With the ACT Election four months away, Canberra Daily is asking organisations around Canberra for their perspectives on key issues, the ACT Government’s accomplishments, and what an incoming government should focus on.
Julie Tongs OAM is CEO of Winnunga Nimmityjah Aboriginal Health and Community Services, an Aboriginal community-controlled primary health care service operated by the Aboriginal and Torres Strait Islander community of the ACT. A Wiradjuri woman, Ms Tongs has more than 30 years of experience working in Aboriginal and Torres Strait Islander affairs. She has been awarded the ACT Governor-General’s Centenary Medal; the ACT Indigenous Person of the Year; the ACT Local Hero Award in the Australian of the Year Awards; and the Medal of the Order of Australia.
What do you regard as the ACT Government’s successes in the current term?
From an Aboriginal perspective, it is difficult to identify a “success”. Against almost every measure from Indigenous incarceration, children in out of home care, public housing, homelessness, educational outcomes, elective surgery wait times, the ACT is either the worst performing or among the top two or three worst performing jurisdictions in Australia.
What could have been handled better – or left aside?
Quite clearly, the two most visible and egregious failings of the ACT Government in recent years have been the underfunding of public health services and the provision of public or affordable housing. It is, I think, unarguable that these two fundamentally important issues were not given as high a priority as, say, transport infrastructure, for example.
What do you see as the major issues that an incoming government will have to deal with?

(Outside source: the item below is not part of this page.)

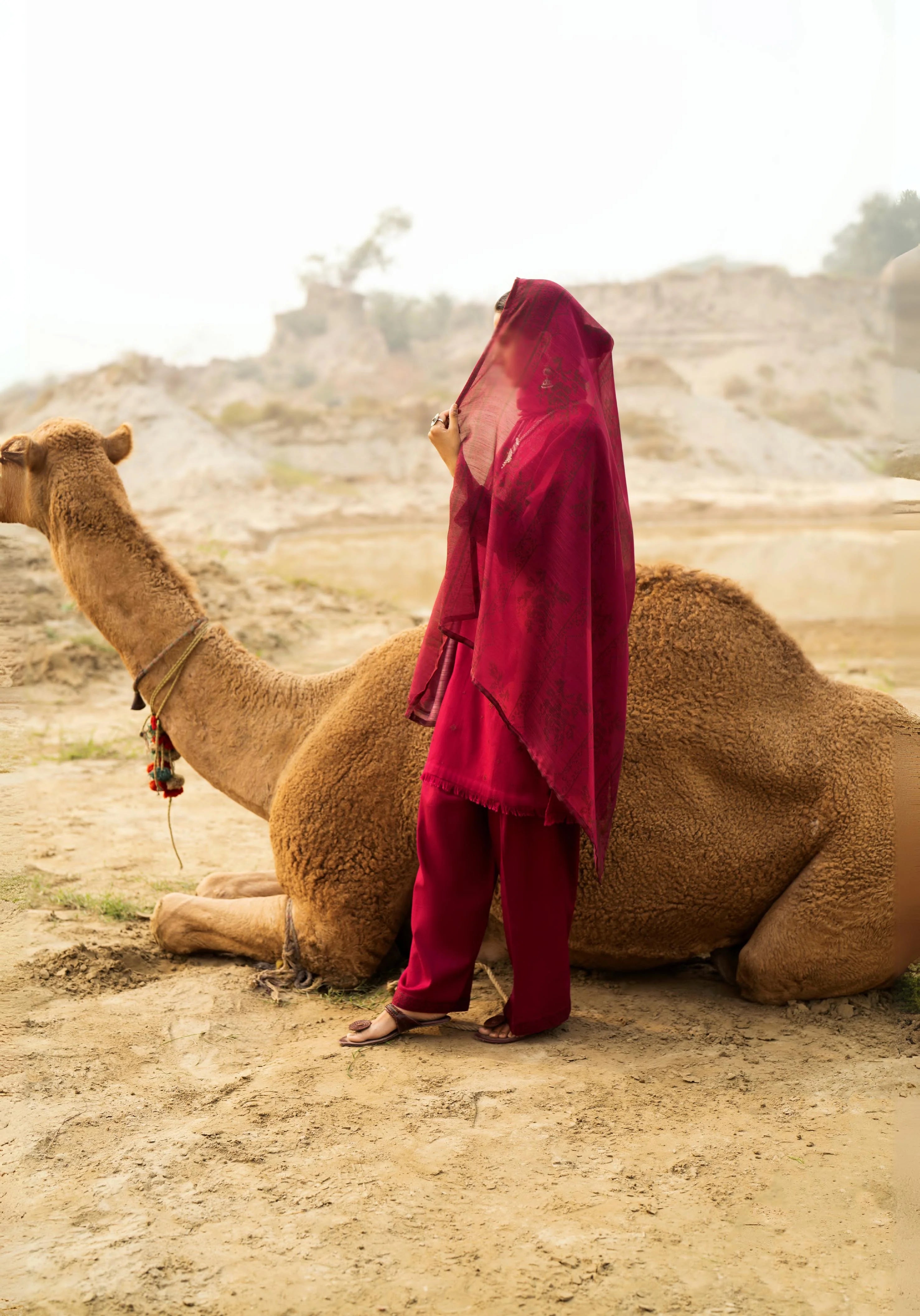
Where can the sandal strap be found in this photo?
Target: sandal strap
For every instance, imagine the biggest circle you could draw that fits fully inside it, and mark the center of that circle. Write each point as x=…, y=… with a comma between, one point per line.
x=495, y=1022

The most important priority of the incoming government must be to repair the damage done to the public health system as a consequence of chronic underfunding and to reverse the chronic reduction in public and community housing.
What should the government priorities be? What policy initiatives or reforms might be useful to meet the challenges ahead?
The government’s main priority must be to address the needs of the tens of thousands of forgotten Canberrans, i.e. the working class, pensioners and the poor. As a community dominated by the middle and upper middle class, the needs of the working class and poorer Canberrans, including a large cohort of Aboriginal peoples, have in recent years been, in large measure, ignored. We see this most clearly in a public health system that has been severely diminished due to a want of funding and a stunning reduction in public housing despite a persistent increase in population.
Was there anything else you wanted to say?
That Canberra, the national capital with the self-declared most progressive government and community in Australia, should also be home to an Aboriginal community experiencing the worst outcomes in Australia in relation to areas as diverse as health, incarceration, homelessness, education and child protection makes a mockery of our perception of ourselves as a progressive and caring community. To be blunt, we are having ourselves on.